Чтение тянулось что-то уж слишком томительно долго, часов около трёх. Главная мысль сводилась как будто к тому, что торжеству российской словесности должно предшествовать торжество твёрдой веры в самобытность и в несокрушимую силу России, однако ж излагалась она такими запутанными, такими тяжеловесными фразами, что улавливалась настолько предположительно и с таким величайшим трудом, что он чуть не вспотел, да, слава Богу, оратор закруглил-таки речь.
Всё же, по его наблюдению, ни продолжительность, ни тяжеловесность, ни запутанность речи решительно никого не смутили.

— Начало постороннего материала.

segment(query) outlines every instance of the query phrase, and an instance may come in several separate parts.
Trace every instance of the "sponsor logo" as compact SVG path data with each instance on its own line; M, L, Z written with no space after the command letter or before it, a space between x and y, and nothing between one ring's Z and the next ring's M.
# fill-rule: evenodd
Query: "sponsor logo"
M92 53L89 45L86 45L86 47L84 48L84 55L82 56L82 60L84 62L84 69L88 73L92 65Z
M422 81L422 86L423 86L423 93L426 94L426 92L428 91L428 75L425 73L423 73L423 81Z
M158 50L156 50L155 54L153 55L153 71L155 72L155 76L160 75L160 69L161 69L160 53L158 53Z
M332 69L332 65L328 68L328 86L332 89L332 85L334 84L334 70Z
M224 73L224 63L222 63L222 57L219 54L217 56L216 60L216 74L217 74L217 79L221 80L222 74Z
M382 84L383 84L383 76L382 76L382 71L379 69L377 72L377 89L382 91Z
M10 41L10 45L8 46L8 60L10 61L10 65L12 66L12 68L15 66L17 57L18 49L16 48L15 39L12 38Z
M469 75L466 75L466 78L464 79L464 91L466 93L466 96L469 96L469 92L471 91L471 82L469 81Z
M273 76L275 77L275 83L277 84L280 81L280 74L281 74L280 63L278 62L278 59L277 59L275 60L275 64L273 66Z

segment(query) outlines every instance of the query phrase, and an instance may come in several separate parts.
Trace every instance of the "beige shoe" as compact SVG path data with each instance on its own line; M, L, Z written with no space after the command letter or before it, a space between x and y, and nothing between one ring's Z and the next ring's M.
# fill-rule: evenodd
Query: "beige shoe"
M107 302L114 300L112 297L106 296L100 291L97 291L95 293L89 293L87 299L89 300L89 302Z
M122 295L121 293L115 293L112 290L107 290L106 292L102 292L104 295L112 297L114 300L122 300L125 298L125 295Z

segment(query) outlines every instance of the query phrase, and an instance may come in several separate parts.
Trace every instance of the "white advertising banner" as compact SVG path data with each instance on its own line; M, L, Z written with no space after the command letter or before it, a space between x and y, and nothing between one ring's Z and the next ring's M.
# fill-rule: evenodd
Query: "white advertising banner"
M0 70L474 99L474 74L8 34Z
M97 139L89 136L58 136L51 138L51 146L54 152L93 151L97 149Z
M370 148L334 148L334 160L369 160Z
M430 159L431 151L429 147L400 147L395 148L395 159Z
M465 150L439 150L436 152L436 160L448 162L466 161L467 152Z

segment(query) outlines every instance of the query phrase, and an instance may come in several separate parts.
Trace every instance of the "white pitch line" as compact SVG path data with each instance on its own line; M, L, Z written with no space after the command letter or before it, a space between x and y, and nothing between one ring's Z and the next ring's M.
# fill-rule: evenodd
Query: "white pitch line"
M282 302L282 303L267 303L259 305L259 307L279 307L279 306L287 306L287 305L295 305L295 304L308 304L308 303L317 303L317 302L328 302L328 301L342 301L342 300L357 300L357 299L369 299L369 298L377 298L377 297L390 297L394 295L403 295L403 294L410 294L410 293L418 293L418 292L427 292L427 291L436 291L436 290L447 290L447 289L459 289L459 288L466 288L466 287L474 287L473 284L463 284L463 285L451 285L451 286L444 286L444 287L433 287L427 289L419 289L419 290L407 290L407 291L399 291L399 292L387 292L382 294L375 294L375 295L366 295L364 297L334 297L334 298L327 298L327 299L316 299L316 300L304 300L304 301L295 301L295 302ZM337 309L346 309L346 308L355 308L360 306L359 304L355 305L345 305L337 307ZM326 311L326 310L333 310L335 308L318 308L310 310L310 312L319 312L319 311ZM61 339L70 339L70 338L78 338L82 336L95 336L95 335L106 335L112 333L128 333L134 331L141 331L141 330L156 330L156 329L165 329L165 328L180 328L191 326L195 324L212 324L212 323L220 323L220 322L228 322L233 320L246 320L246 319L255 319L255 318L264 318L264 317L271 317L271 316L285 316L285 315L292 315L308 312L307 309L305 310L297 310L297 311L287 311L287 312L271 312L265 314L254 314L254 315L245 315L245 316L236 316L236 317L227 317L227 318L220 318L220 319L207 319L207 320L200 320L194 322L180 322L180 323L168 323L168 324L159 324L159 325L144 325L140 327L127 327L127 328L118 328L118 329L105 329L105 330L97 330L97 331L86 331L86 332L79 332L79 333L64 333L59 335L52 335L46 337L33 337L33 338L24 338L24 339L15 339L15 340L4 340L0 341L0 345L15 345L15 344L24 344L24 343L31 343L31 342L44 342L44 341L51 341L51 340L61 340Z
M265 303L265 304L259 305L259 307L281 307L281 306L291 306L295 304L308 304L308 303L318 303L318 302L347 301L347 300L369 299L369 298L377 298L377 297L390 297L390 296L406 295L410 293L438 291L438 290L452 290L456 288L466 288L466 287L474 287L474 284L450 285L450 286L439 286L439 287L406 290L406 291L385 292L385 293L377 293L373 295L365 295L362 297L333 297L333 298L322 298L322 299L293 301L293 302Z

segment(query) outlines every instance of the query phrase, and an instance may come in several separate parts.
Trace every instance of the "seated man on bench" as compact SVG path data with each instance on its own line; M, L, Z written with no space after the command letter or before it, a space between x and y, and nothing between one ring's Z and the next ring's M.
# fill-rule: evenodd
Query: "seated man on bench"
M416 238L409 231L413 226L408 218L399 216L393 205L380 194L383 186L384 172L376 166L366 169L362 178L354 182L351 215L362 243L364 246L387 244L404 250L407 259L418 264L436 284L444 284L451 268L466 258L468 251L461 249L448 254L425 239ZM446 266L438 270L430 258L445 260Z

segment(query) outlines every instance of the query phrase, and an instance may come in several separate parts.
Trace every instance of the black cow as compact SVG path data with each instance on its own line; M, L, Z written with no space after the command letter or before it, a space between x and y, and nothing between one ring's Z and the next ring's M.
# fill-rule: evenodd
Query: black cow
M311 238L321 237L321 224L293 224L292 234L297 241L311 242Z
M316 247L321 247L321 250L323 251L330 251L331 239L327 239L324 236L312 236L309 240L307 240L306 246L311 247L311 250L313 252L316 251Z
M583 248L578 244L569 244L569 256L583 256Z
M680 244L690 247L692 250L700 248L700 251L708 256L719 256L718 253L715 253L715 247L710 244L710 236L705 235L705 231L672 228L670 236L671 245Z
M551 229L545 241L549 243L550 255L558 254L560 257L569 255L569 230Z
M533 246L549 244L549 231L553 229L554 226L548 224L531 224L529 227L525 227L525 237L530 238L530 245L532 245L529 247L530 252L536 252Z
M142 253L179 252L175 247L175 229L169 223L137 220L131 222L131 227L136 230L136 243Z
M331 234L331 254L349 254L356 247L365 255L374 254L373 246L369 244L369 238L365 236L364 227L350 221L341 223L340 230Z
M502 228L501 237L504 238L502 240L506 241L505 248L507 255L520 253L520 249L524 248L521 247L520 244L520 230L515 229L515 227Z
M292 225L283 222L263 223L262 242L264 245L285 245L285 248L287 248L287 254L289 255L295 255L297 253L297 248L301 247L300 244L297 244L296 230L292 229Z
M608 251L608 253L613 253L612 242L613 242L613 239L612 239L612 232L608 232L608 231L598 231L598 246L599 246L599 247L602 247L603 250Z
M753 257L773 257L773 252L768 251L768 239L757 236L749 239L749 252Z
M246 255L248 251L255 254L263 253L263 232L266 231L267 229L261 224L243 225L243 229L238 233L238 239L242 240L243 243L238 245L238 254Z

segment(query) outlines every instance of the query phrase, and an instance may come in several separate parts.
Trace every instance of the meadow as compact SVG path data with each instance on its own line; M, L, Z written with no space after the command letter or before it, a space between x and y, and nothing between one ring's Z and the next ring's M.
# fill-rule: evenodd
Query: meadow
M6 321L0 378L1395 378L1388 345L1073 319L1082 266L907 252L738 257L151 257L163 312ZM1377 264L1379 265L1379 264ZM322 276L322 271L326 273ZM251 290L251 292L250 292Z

По холодным торжественным ликам сановников невозможно было прочесть, слушали или не слушали это хитроумное толкование процесса созидания несомненных шедевров приглашённые генералы и светские дамы, но было видать, что они не скучали, а с твёрдостью духа отправляли свой патриотический долг.
Наконец, обречённо вздохнув, поднялся Крылов, в затрапезном обширном своём сюртуке, в высочайшем жабо, испещрённом жирными пятнами подливок и соусов, этими явственными следами многих гастрономических утешений, с величественной тяжёлой большой головой, с небрежно приглаженными серебристыми волосами, с отвислыми, жирными, далеко не старческими щеками, с большим, серьёзным, правильным ртом, с ленивым, почти апатичным выражением на лице, сквозь которое едва пробивались юмор и ум, с неподвижным взглядом из-под полуопущенных век, неуклюжий и толстый, медведь и медведь, и стал неторопливо, нет, не читать, а рассказывать, натурально, непринуждённо и внятно, голосом напирая слегка, обозначая лишь ударением смысл, наивно вначале сказав:
– «Мирская сходка», это заглавие, вот в чём состоит.